Kazushige Goto (goto@statabo.rim.or.jp)
Sat, 28 Nov 1998 21:53:28 +0900
Hi,
# I'm pleased to organize ML of high performance computing.
From: Martin Kahlert <martin.kahlert@mchp.siemens.de>
Subject: Questions on performance methods
martin> I would like to help improving the performance of Alpha software, too.
martin> It seems to me, that Mr. Goto is T H E guru of alpha performance.
martin> Hope he's listening.
I can show/explain you how to optimize, but it's entirely dependent of
source code. Of course, there are some common "rules" to get faster
code, but it'll be slightly faster than before(or almost same).
# I'm not a guru, though :-)
For example,
From: Jonathan L Dubois <dubois@bec.physics.udel.edu>
Subject: request for perf improvement suggestions
void r12(double *rij,double *x1,double *x2){
int i;
double tmp1,tmp2;
tmp2 = 0;
for(i=0;i<3;i++){
tmp1 = x1[i]-x2[i];
tmp2 += tmp1*tmp1;
}
tmp2 = sqrt(tmp2);
*rij = tmp2;
}
First, you must check your routines(with profile(-pg option), you can
check No.1 and 2 easily).
1. find the bottle-necked subroutine.
2. check whether this(bottle-necked) routine is called a few times,
or many times.
If this routine is called many times, the overhead is important,
therefore using "inline function" or macro is good way to
improve.
3. check if this routine calls other subroutines.
Alpha has many registers, but we can not use enough registers
if subroutine calls other subroutines(egcs/gcc is not good at
optimizing such a case).
Obviosly, the subroutine "r12" is called many times and calles sqrt
routine and bottle neck is sqrt.
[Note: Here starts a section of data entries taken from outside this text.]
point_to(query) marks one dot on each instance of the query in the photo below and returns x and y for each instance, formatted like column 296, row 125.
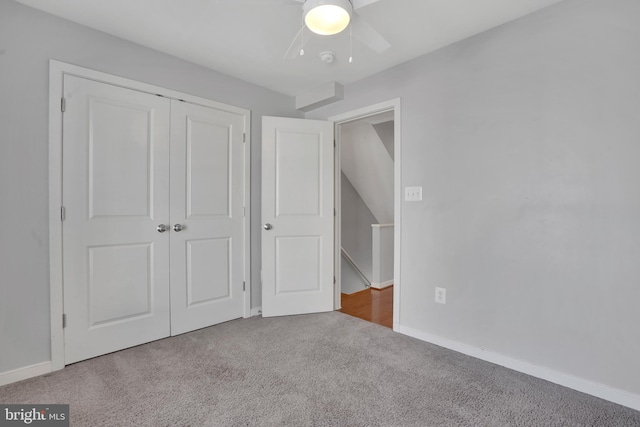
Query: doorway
column 367, row 206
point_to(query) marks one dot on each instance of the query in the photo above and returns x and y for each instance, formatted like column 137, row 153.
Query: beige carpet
column 313, row 370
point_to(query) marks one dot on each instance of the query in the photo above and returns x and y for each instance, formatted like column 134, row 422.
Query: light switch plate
column 413, row 194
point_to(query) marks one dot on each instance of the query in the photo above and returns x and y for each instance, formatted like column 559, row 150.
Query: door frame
column 361, row 113
column 57, row 71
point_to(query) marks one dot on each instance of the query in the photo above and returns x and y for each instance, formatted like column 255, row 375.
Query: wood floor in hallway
column 373, row 305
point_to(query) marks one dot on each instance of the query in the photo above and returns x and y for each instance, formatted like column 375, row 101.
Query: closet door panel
column 115, row 193
column 207, row 176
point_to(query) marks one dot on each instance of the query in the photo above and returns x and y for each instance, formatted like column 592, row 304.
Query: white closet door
column 207, row 170
column 297, row 216
column 115, row 193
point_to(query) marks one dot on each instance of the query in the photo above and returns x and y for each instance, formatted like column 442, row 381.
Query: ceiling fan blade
column 361, row 3
column 367, row 35
column 299, row 42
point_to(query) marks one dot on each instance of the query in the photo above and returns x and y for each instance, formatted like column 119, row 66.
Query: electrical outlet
column 413, row 194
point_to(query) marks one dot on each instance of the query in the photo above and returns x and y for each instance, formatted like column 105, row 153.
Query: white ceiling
column 248, row 38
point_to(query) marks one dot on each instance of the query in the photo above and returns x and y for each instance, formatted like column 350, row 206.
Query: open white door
column 297, row 216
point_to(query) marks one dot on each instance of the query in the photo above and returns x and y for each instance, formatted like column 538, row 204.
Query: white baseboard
column 382, row 285
column 25, row 373
column 611, row 394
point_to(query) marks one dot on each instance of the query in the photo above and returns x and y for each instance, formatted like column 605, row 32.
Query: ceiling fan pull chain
column 302, row 38
column 350, row 43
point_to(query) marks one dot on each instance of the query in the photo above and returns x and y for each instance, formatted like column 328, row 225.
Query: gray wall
column 28, row 39
column 386, row 131
column 356, row 227
column 526, row 140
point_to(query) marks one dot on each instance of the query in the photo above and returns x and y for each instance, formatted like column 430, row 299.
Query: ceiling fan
column 328, row 17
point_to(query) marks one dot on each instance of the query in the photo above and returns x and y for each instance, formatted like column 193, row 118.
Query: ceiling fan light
column 327, row 17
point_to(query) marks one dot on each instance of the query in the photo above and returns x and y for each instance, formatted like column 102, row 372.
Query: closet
column 153, row 225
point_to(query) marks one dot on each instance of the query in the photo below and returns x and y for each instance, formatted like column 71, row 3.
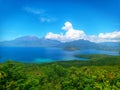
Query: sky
column 63, row 20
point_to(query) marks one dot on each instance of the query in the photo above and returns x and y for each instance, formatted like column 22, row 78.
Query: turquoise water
column 40, row 55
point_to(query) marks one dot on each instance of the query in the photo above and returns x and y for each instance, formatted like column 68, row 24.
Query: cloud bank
column 73, row 34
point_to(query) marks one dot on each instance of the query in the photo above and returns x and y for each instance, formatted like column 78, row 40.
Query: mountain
column 30, row 41
column 33, row 41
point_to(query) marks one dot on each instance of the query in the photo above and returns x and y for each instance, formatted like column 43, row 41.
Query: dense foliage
column 101, row 72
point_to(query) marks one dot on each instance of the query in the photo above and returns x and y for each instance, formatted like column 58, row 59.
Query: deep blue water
column 38, row 54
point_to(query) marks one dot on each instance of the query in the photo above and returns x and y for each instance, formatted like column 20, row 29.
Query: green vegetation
column 101, row 72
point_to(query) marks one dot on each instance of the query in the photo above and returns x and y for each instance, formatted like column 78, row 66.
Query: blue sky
column 39, row 17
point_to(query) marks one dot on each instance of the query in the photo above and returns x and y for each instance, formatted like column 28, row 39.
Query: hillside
column 95, row 74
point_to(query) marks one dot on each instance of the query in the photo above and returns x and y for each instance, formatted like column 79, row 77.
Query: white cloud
column 33, row 10
column 70, row 35
column 73, row 34
column 46, row 19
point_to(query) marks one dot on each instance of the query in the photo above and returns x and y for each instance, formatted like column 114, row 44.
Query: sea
column 45, row 54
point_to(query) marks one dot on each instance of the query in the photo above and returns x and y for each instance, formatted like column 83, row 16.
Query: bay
column 41, row 54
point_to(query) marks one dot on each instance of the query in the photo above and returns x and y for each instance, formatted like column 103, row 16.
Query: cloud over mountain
column 73, row 34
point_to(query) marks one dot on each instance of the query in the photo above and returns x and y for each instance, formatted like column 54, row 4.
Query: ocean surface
column 40, row 54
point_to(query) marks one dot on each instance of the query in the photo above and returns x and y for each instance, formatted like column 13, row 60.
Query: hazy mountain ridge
column 33, row 41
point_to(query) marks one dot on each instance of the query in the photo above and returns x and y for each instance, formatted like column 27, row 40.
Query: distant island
column 33, row 41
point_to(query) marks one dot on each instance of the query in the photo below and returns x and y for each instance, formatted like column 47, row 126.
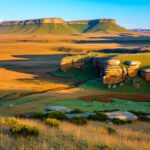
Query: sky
column 128, row 13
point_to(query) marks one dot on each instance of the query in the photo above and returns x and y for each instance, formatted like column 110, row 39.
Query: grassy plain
column 29, row 68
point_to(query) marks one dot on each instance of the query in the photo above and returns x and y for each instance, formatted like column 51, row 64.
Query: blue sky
column 128, row 13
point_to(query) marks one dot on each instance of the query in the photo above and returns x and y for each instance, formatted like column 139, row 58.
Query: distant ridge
column 59, row 26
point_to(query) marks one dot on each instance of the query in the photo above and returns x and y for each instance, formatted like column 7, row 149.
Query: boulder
column 57, row 108
column 113, row 62
column 133, row 67
column 66, row 64
column 123, row 115
column 114, row 73
column 145, row 73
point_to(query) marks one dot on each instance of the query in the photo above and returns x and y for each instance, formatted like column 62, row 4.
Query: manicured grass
column 86, row 73
column 100, row 106
column 126, row 88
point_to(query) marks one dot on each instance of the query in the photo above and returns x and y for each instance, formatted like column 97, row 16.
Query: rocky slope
column 59, row 26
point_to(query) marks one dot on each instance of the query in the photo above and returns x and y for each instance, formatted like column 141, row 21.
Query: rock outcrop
column 32, row 21
column 114, row 73
column 68, row 63
column 94, row 21
column 133, row 67
column 145, row 73
column 53, row 20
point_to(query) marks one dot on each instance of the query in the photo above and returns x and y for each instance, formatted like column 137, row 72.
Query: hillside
column 49, row 28
column 107, row 27
column 59, row 26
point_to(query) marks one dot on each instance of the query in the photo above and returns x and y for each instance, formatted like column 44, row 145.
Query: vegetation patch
column 118, row 121
column 78, row 120
column 52, row 122
column 24, row 130
column 99, row 116
column 10, row 121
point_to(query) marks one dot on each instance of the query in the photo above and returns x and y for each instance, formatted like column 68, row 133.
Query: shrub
column 139, row 113
column 120, row 122
column 10, row 121
column 24, row 130
column 58, row 115
column 99, row 116
column 76, row 111
column 52, row 122
column 79, row 120
column 55, row 114
column 111, row 130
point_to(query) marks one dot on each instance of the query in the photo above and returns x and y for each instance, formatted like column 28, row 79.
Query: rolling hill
column 107, row 27
column 59, row 26
column 49, row 28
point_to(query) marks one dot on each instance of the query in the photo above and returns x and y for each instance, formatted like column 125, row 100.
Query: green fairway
column 100, row 106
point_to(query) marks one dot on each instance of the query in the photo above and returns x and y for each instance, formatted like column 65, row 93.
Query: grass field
column 30, row 77
column 93, row 136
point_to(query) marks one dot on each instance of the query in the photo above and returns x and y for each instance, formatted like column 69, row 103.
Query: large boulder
column 145, row 73
column 133, row 67
column 113, row 62
column 114, row 73
column 66, row 64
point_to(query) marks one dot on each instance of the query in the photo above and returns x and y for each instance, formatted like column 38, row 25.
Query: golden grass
column 93, row 136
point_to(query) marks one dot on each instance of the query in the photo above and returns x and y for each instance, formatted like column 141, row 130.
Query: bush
column 120, row 122
column 24, row 130
column 99, row 116
column 56, row 115
column 52, row 122
column 10, row 121
column 139, row 113
column 111, row 130
column 76, row 111
column 79, row 120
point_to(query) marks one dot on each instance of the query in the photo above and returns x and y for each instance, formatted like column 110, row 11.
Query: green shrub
column 120, row 122
column 99, row 116
column 24, row 130
column 10, row 121
column 52, row 122
column 76, row 111
column 79, row 120
column 56, row 115
column 111, row 130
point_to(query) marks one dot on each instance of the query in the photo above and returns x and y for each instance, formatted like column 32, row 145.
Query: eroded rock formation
column 68, row 63
column 32, row 21
column 54, row 20
column 114, row 73
column 133, row 67
column 145, row 73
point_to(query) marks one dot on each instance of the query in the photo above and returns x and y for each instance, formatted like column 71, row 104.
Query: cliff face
column 92, row 22
column 33, row 21
column 54, row 20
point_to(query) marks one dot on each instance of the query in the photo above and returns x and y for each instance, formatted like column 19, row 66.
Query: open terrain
column 30, row 78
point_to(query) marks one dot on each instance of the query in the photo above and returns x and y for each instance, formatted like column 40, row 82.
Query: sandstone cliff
column 54, row 20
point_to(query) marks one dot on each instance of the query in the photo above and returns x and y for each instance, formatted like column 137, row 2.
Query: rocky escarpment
column 112, row 71
column 54, row 20
column 32, row 21
column 91, row 22
column 31, row 26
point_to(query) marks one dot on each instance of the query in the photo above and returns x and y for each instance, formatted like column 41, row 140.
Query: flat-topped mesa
column 55, row 20
column 32, row 21
column 93, row 21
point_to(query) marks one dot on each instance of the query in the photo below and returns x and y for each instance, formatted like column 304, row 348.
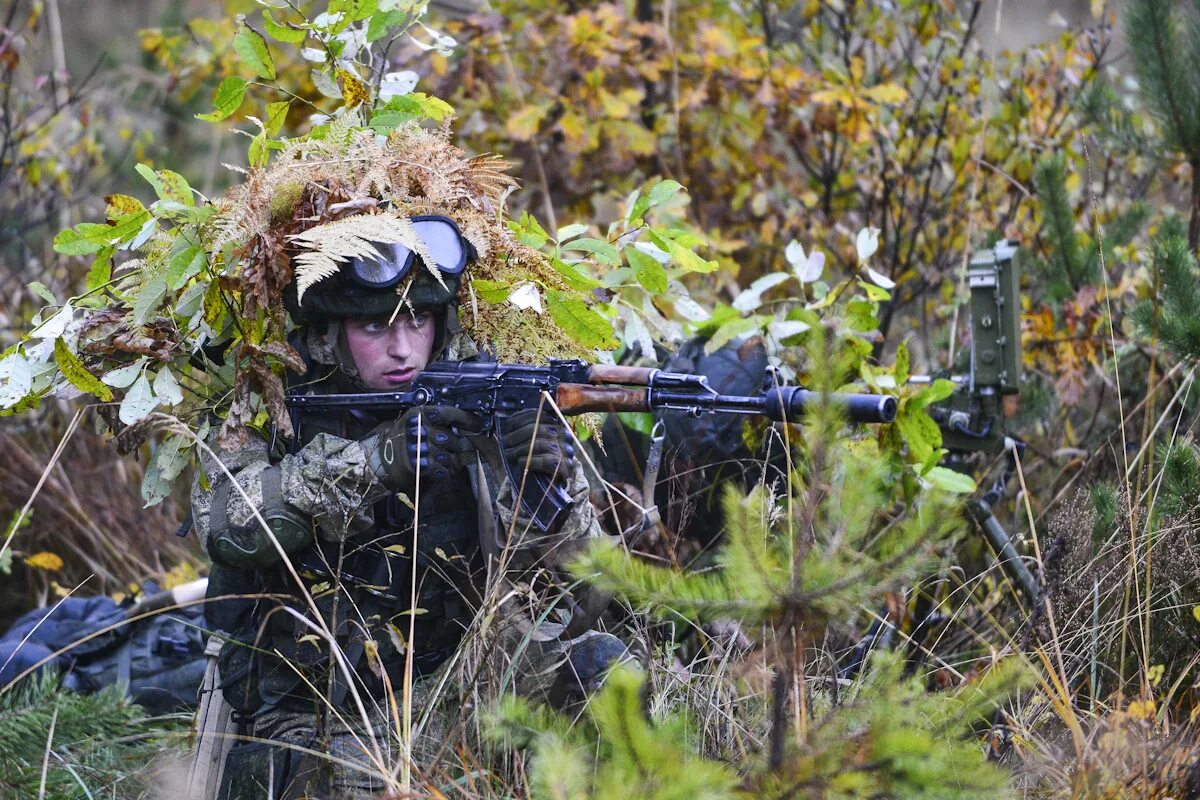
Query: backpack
column 159, row 659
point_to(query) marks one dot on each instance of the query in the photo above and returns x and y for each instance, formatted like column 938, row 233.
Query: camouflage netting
column 318, row 202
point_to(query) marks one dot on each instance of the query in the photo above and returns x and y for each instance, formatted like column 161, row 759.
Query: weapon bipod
column 882, row 630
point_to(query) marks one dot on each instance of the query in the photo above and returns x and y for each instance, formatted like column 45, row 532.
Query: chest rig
column 377, row 593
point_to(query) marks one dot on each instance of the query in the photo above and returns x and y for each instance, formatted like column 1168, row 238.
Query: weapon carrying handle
column 577, row 398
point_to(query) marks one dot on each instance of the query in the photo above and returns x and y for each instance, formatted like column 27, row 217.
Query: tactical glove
column 431, row 437
column 552, row 453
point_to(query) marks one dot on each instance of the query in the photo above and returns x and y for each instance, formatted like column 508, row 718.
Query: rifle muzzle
column 791, row 401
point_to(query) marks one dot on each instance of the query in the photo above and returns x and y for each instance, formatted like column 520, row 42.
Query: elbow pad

Of course, you can modify as
Mr. Stefan Schroepfer said, but it'll be only slightly faster(5 to
10%).
Actually, sqrt routine is pretty "sparse" because of calculation
dependencies. If it's possible to store temporary array in the lump,
you may use my sqrtv(vectorlized sqrt) routine. This sqrtv routine is
5 times faster than normal sqrt routine. But you showed only kernel
routine, so I do not know whether it's possible to be faster or not.
In this case, it's important "how to call" r12 routine.
So, you should show the routines which call r12 routine.
martin> How good is the scheduling of egcs these days on alpha?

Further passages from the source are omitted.